Not Satisfied With Hair Transplant
I had 1000 fue 13 months ago — 850 in crown and 150 in front middle of my hairline. I have had reasonable results on the crown, but you can still see a bald patch on my hairline. 150 were placed in a small area in the middle of my hairline, but only approx 50 have survived. A slight wind and it looks like a middle part. Do you think the clinic I went to should rectify this?
Any individual clinic is not required to replace what does not grow, but doing so is a good business practice. As you know, a hair transplant is a surgical procedure. There are two causes for non-growth:
- A technical failure in the hands of the surgeon or transplant team (common when it happens). Team failure is most common because the majority of the graft management is in their hands. A good quality control process is required and many doctors are just not that type of manager. A transplant is only as good as the weakest person on the team. The term for this failure is “H factor” (human team factor).
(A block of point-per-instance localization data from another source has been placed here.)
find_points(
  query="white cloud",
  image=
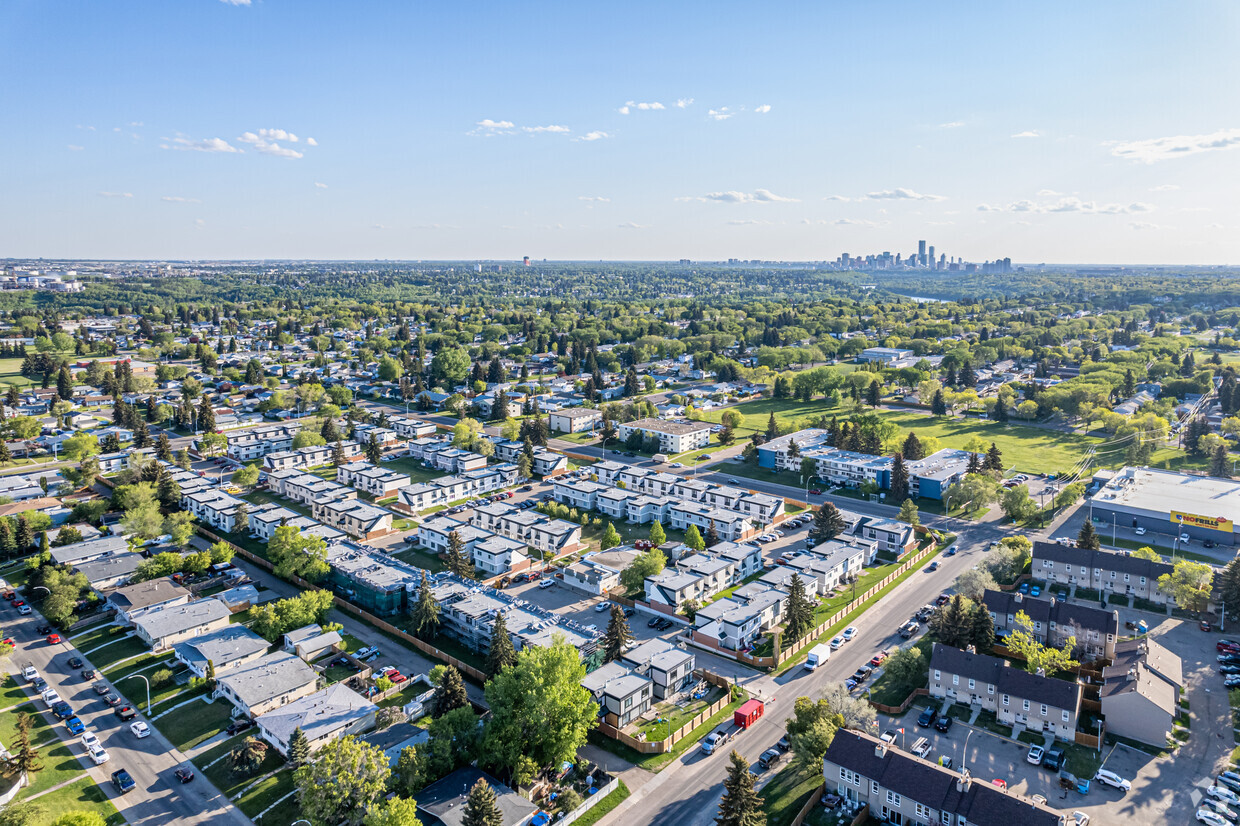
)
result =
(206, 145)
(1070, 205)
(757, 196)
(1177, 146)
(641, 107)
(903, 194)
(264, 143)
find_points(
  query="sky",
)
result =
(207, 129)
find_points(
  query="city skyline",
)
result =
(273, 130)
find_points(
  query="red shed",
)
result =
(748, 713)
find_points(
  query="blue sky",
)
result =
(1050, 132)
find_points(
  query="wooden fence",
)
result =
(383, 625)
(659, 747)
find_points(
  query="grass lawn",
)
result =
(40, 728)
(784, 796)
(60, 764)
(114, 652)
(678, 714)
(83, 795)
(231, 783)
(604, 806)
(267, 793)
(196, 724)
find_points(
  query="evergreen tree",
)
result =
(451, 692)
(1219, 463)
(993, 459)
(164, 448)
(912, 448)
(799, 614)
(299, 747)
(899, 488)
(742, 805)
(481, 808)
(500, 655)
(982, 633)
(425, 613)
(458, 562)
(618, 636)
(1088, 537)
(828, 522)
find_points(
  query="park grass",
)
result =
(83, 795)
(786, 793)
(196, 724)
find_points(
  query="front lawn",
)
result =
(190, 726)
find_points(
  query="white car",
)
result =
(1212, 817)
(1112, 779)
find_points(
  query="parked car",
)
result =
(1109, 778)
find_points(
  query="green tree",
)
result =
(610, 538)
(742, 805)
(1188, 584)
(540, 708)
(799, 614)
(425, 613)
(500, 654)
(810, 732)
(909, 514)
(299, 747)
(346, 778)
(618, 636)
(1038, 656)
(828, 522)
(649, 563)
(394, 811)
(693, 538)
(481, 808)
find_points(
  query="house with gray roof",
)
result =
(324, 716)
(230, 648)
(268, 682)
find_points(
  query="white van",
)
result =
(819, 655)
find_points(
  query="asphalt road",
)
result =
(158, 798)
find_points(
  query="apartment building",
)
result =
(1054, 620)
(533, 528)
(380, 483)
(1013, 695)
(673, 437)
(1100, 571)
(899, 788)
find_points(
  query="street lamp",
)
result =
(148, 690)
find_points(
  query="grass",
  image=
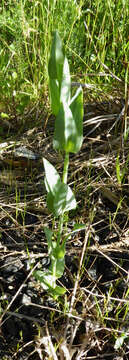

- A failure on your side for healing, skin problems, diseases (such as autoimmune disease), poor blood supply (rare but made worse if the surgeon does not use proper judgment in creating the density and matching it with the ‘hole’ size used).
The public tends to think of a transplant as a commodity, offered by various clinics with a marketing program to ‘sell’ and ‘sell hard’ whatever solution to balding and vulnerable patients. I am not against these clinics at all, but realize that a few of them will give you a better quality of work than you may be able to purchase from a doctor who does one or two such surgeries per month. The doctors who dabble in this do not have an organized team, so either they reduce the size of the transplant sessions to match the team, or they develop sub-standard techniques that are not at the state of the art. Some of the larger clinics with many offices, have variable quality of teams (in turn, equals variable qualities of work). I have seen the same national U.S. clinic produce good work from one office and almost malpractice work from another, yet each office publicizes the best sum result of all the offices put together. I have two offices now, one in Southern California (14 years) and one in Northern California (10 years), so quality control has never been the problem for us.